# Help with bouncing meter Plz



## Guest (May 9, 2006)

Man I know this a total noob question but I truly need help reading a RS SPL. Ive had the meter for years now and really never put much effort into it with cal. a sub. My BFD arrives tomorrow and Ive begun the cal. process and I spend most of the time trying to figure out how to read the bouncing needle. I seems to swing 2-4db.
Please if any one could explain the best procedure In lamins terms I would truly appreciate it.
This is a picture of my bonus room. The SVS 20-39+ I received last week is not pictured.










Thank you so much 
Matt


----------



## brucek (Apr 11, 2006)

> seems to swing 2-4db


Yeah, kinda annoying. I just take a visual average in the middle of the swing.

If you use REW to setup your BFD and room, you won't need to read the meter.

Cool room. How's it sound?

brucek


----------



## Sonnie (Apr 11, 2006)

You gotta take the rubber band off the needle Matt.


I'm curious on your room sound too. I did a custom job in an upstairs room for a guy and we had something similar to this. I thought it sounded really good. Rodny's (anther forum member) room is pretty close to yours as well but I haven't heard his yet.


----------



## Guest (May 9, 2006)

Man my wife told me "You got to remove the $%*#ing rubber band . I said no you dont its there for a purpose. Who da thought. Thx sonnie. 
The room doesnt sound half bad to my untrained ears. I have part of the front wall, side walls and most of the rear wall covered in 2" OC 703. I might need a little more on the sloping walls. As you can see in this next pic I had the builder leave an opening between the window dormers to house my equipment. You can see part of the curtains Ive hung covering the dormers located on either side of the equipment. Im thinking about putting rolls of insulation behind those curtains to absorb so the the sound gathering in the alcoves.
My setup is Outlaw 990,Outlaw 7700, Oppo DVD, Monster AVS 2000 Voltage Stabilizer , Monster Power HTS 5100 MKII
Infocus SP5000(Great picture by the way) SVS 20-39 pc plus
For now I have Mirage speakers across the front and Def Tech UIW BP/A in walls for the surrounds. I however ordered Ascend 340se front and center today. I put the SVS on a Auralex Great GRAMMA. To help decouple it from the stage.



> If you use REW to setup your BFD and room, you won't need to read the meter


Dont you have to calibrate the two together?









Matt


----------



## Sonnie (Apr 11, 2006)

MisterG12 said:


> Dont you have to calibrate the two together?


Yes but the tone that REW produces is a pretty steady tone and it shouldn't bounce quite as bad. It should be stationary around a reading long enough to figure it out... it may jump for a second but come back to that one spot and hang there more than any other spot, especially if you've removed that rubber band.  

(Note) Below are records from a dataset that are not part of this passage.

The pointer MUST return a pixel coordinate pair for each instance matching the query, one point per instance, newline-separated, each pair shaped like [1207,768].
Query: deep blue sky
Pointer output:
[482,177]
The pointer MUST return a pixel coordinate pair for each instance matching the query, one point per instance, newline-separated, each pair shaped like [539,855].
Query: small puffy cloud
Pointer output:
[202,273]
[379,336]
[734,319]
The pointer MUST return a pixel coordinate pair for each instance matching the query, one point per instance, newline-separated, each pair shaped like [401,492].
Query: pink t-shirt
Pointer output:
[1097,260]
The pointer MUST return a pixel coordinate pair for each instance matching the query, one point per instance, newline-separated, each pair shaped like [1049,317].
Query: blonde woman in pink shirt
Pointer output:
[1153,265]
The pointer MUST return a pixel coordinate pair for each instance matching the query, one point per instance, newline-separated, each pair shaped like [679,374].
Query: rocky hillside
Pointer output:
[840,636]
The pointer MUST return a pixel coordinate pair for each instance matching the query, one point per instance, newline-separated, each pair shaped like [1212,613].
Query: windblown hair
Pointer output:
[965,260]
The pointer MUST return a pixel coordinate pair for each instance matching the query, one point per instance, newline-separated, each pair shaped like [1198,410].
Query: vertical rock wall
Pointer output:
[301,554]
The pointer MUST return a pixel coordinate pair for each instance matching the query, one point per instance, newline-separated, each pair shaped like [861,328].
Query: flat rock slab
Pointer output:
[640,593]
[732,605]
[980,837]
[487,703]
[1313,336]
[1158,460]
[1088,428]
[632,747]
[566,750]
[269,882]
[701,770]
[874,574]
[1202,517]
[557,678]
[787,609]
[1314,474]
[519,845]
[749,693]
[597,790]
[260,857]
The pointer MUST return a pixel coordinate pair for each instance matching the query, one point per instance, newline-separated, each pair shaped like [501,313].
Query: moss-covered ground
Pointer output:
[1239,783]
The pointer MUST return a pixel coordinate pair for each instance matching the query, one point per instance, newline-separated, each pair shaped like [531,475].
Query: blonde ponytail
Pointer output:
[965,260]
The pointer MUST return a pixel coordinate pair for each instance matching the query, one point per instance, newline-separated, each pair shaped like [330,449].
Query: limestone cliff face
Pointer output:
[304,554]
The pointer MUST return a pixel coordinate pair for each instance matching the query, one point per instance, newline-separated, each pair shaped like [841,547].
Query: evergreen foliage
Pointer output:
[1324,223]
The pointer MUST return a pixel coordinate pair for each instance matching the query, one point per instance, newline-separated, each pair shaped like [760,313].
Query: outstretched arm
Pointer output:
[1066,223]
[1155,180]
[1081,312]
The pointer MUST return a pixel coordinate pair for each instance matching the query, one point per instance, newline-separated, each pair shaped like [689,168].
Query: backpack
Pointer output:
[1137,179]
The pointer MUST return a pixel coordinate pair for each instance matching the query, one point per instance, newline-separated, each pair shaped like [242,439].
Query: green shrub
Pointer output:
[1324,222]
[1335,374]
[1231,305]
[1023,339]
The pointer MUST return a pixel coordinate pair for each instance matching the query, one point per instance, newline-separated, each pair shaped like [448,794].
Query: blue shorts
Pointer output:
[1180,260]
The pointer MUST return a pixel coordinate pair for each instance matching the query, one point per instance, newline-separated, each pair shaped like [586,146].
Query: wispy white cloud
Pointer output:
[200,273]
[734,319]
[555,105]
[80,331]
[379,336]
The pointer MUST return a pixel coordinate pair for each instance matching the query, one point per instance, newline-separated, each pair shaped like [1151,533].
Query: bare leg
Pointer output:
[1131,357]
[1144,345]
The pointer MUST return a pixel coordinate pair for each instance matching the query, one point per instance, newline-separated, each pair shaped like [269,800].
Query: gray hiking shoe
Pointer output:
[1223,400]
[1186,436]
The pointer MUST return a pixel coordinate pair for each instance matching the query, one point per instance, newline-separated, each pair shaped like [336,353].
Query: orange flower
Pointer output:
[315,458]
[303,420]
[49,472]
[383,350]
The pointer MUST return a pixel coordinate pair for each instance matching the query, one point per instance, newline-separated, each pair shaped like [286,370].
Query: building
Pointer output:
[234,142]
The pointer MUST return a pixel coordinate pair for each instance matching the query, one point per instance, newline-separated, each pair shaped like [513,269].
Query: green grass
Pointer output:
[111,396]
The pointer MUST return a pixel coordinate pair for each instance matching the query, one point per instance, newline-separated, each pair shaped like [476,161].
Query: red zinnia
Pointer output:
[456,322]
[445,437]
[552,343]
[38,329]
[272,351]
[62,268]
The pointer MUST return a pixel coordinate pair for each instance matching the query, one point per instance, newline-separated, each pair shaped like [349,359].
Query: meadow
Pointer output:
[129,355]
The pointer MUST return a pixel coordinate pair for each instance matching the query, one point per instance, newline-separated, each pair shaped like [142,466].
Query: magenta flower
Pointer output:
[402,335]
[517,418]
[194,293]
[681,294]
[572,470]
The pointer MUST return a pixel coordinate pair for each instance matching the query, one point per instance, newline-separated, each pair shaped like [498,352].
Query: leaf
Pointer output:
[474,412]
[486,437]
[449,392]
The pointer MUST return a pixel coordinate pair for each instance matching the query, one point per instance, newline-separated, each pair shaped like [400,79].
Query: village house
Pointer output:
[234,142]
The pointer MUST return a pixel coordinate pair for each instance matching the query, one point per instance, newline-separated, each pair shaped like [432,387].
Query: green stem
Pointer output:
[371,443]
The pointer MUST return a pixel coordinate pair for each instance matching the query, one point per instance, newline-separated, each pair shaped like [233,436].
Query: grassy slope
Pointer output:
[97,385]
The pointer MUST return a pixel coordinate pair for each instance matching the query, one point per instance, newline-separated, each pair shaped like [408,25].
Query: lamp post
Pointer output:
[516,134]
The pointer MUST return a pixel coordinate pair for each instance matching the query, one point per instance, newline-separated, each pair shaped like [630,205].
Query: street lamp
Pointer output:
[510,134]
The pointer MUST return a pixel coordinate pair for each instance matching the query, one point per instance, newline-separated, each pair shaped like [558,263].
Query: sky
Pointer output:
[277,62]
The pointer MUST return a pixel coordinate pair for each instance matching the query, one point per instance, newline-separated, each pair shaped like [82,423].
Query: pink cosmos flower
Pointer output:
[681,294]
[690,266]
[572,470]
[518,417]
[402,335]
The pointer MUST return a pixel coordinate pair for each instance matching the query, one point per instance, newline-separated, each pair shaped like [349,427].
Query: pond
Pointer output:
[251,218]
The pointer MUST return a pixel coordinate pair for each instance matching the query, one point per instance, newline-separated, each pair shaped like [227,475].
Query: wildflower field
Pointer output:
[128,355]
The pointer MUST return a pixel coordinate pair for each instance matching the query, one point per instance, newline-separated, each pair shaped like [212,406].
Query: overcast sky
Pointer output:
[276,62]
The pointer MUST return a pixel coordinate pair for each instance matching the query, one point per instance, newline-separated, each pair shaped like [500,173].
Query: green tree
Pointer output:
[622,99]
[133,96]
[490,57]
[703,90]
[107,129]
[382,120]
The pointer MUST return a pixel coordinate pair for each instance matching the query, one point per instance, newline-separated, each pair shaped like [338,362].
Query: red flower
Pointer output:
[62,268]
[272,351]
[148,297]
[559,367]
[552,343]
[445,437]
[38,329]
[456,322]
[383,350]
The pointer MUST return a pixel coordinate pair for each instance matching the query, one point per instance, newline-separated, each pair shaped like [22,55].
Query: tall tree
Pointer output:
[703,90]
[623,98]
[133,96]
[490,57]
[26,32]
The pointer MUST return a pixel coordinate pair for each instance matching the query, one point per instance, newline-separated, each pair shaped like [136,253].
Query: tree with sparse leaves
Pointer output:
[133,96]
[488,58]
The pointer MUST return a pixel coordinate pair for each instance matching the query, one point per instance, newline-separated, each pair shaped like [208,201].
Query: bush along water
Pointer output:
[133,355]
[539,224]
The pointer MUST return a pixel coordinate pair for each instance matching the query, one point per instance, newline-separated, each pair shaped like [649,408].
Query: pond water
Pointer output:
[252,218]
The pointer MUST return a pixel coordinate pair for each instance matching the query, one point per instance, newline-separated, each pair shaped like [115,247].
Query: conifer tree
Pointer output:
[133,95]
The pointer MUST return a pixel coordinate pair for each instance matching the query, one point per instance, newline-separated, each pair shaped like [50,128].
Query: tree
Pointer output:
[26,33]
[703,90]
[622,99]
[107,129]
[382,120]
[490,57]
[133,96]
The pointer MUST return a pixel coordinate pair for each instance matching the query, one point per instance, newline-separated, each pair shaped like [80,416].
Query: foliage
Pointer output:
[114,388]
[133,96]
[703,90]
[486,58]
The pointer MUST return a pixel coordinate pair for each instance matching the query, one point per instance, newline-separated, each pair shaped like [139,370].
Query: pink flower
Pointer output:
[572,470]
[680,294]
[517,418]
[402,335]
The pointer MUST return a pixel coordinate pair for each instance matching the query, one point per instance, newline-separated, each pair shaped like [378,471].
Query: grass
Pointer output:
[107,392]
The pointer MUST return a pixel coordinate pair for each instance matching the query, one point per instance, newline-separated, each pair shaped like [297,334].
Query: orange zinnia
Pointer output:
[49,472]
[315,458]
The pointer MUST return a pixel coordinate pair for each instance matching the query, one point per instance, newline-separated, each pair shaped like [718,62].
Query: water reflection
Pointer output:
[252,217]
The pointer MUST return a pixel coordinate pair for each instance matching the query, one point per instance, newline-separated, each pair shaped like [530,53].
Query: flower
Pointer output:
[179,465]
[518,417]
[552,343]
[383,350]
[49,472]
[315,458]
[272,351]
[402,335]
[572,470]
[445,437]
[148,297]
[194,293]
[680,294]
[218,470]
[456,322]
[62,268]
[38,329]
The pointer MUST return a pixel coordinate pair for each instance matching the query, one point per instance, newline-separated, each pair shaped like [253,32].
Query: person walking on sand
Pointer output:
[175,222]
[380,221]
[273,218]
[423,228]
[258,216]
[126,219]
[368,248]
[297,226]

Nice rig there... got the little mini TV thing going on. I was wondering about the reflections off those side ceilings. Of course when we did the one I mentioned earlier we didn't do any treatment, but he wasn't near as critical as we would be and he was also extremely cost concious. We did his entire theater for about $8500 (equipment only).


----------



## brucek (Apr 11, 2006)

> Dont you have to calibrate the two together?


Yes, but my point being is that the wacky meter needle is pretty much out of the loop. You use a PC and REW to set up your filters.



> I'm curious on your room sound too.


Yeah, I've never considered a room with a ceiling like that before. It would seem there would be reduced pairs of opposing reflecting surfaces, so the only true axial modes to create standing waves would be front to back I suppose. This must be an advantage in the quest to smooth sub response.....

brucek


----------